Make the flax “egg”: In a small bowl, mix ground flaxseed with water. Set aside 5–10 minutes until thickened.
Prep the zucchini: Grate zucchini on the large holes of a box grater. Toss with 1/2 teaspoon salt and let sit in a colander for 10 minutes to draw out water.
Squeeze out moisture: Wrap the zucchini in a clean kitchen towel and squeeze firmly to remove as much liquid as possible. This step is key to crisp fritters.
Combine dry ingredients: In a large bowl, whisk flour, cornstarch, baking powder, 1/2 teaspoon salt, pepper, and smoked paprika or cayenne if using.
Build the batter: Add zucchini, corn, scallions, garlic, herbs, lemon zest, lemon juice, and the flax “egg” to the dry mix.

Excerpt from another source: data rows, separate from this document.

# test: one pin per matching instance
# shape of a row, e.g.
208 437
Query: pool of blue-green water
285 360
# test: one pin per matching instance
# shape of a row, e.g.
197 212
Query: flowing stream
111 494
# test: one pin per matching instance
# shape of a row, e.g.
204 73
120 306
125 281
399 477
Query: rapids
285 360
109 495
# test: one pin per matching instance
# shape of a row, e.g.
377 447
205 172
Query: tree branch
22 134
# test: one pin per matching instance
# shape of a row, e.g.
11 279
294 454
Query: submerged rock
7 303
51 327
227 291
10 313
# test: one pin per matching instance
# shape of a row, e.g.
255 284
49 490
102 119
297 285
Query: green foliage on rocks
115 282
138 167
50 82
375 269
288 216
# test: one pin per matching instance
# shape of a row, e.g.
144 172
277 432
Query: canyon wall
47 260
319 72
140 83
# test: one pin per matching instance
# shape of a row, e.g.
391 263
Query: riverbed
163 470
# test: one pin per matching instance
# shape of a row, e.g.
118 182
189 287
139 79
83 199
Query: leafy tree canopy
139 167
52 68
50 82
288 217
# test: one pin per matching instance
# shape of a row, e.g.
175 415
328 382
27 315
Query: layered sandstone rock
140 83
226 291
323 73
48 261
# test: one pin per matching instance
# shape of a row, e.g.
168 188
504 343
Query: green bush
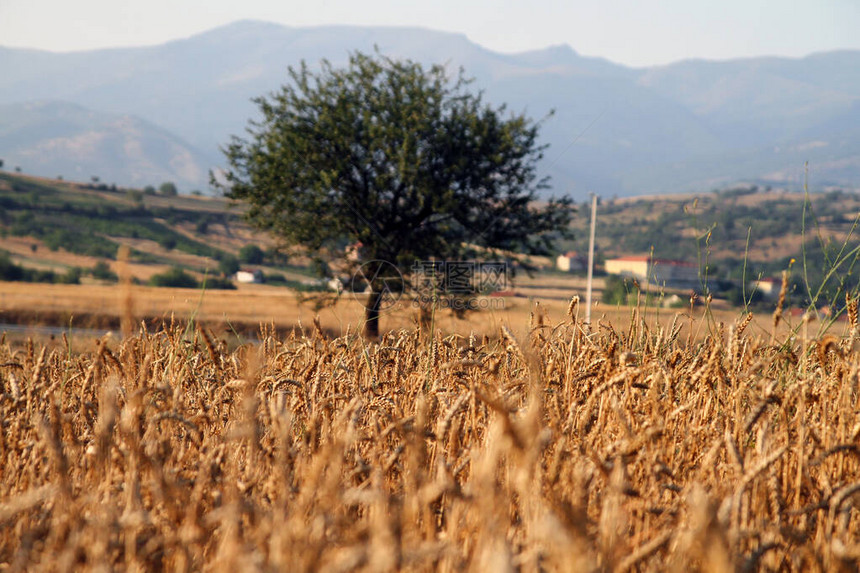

Stir until just combined. If batter seems too wet, sprinkle in 1–2 tablespoons more flour; it should hold together but not feel dry.
Heat the pan: Add a thin layer of oil to a large nonstick skillet over medium to medium-high heat.
Form fritters: Scoop 2–3 tablespoons of batter per fritter into the pan. Flatten gently with a spatula to about 1/2 inch thick.
Cook until golden: Fry 3–4 minutes per side until deeply golden and crisp.
Adjust heat as needed so they brown without burning.
Drain and season: Transfer to a paper towel–lined plate. Sprinkle with a pinch of salt while hot.
Serve: Pair with vegan yogurt or mayo mixed with lemon and herbs, or your favorite hot sauce.